Semir Ataullah
Lübnanlı gazeteci - yazar
TT

Duvarlar kralı

Netanyahu, hükümetinin İsrail'in etrafına 550 kilometrelik bir duvar inşa edeceğini duyurdu. Haftalar önce, Lübnan ile arasındaki Mavi Hat boyunca zaten bir duvar inşa etmişti. Gazze ve Batı Şeria'da da duvarlar var. Ve bu duvarların içinde daha fazla duvar inşa edilecek. Bu zihniyet yeni değil. Eriha surları tarihteki en eski surlardı. Ve korku hem o duvarların içinde hem de dışında İsrailoğullarının peşini bırakmıyor.

Dünya medeniyetlerinde, duvarlar ve surlar hiçbir zaman ebedi yaşamamışlardır. Son örnek Berlin Duvarı'ydı. Çöktü ve onunla birlikte tüm komünist dünya da çöktü. Netanyahu ve yandaşları, İsrail'in doğuşuyla birlikte doğan büyük psikolojik duvara sıkıca kapatılmış bir beton duvar daha eklemek istiyorlar. Savaştan sonra mecazi olarak Doğu Avrupa'yı saran ve yine çöken Demir Perde gibi bir şey istiyorlar.

Netanyahu İsraili bundan çok daha iyi bir teklifi reddetmişti. Yaser Arafat bunu “cesurların barışı” diye adlandırmıştı. İzak Rabin’in elini sıkmış ve Bill Clinton'ı kucaklamıştı. Şimon Peres ile Ortadoğu'da bir “ortak refah”tan bahsetmişti. Ama Eriha grubu gerçek niyetini göstermekte hiç gecikmedi. Bu sefer Filistinli direniş savaşçılarını değil, İzak Rabin'i hedef alan bir suikastçı gönderdi. İnsanların o olayla ilgili en çok hatırladığı şey, Rabin'in dul eşi Leah'ın Netanyahu ile görüşmeyi veya taziyelerini kabul etmeyi reddetmesidir. Ardından yapılan seçimlerde Netanyahu'nun destekçileri onu “İsrail Kralı” diye selamladı. O zamandan beri savaş çağrıları sadece yoğunlaştı. İsrail Kralı barış hakkında tek bir kelime bile etmedi. Tüm Arap girişimlerini küçümsedi ve Gazze'yi yok etmeye çalıştı. Mısır'da başka bir trajedi yaratarak trajediyi yaymaya çalıştı. Tarihteki ilk Suriye açılımını düşmanlık, kibir ve küçümsemeyle karşıladı.
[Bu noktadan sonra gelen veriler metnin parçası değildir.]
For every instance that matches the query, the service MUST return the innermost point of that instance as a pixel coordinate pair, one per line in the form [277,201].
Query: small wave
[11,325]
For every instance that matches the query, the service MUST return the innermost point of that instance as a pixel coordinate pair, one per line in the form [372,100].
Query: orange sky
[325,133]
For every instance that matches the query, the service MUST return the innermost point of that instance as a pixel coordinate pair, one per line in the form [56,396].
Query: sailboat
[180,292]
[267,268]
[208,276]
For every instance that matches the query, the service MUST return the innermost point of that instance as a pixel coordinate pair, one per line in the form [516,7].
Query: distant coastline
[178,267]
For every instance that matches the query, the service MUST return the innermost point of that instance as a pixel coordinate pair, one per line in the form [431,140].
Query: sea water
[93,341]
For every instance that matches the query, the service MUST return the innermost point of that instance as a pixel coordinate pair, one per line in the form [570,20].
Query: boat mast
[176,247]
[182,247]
Dünya, 1967 Arap-İsrail Savaşı'nda İsrail'e en büyük zaferi, Araplara da en büyük yenilgiyi yaşatan İzak Rabin gibi bir adamın öldürülmesinin anlamının daha çok farkında olmalıydı. Ardından barışı savunan herkese bir uyarı olarak, batıl inançları yayan bir keskin nişancıyı göreve getirdiler. Şimdi inşa edilecek olan büyük sur, İsrail'i korumayacak, onun için büyük bir hapishaneye dönüşecek. Onu koruyacak olan, Filistin halkının hakları ve insan vicdanının sesine kulak vermektir. Aksi takdirde, sadece bir başka surlar labirentinden ibaret kalacaktır.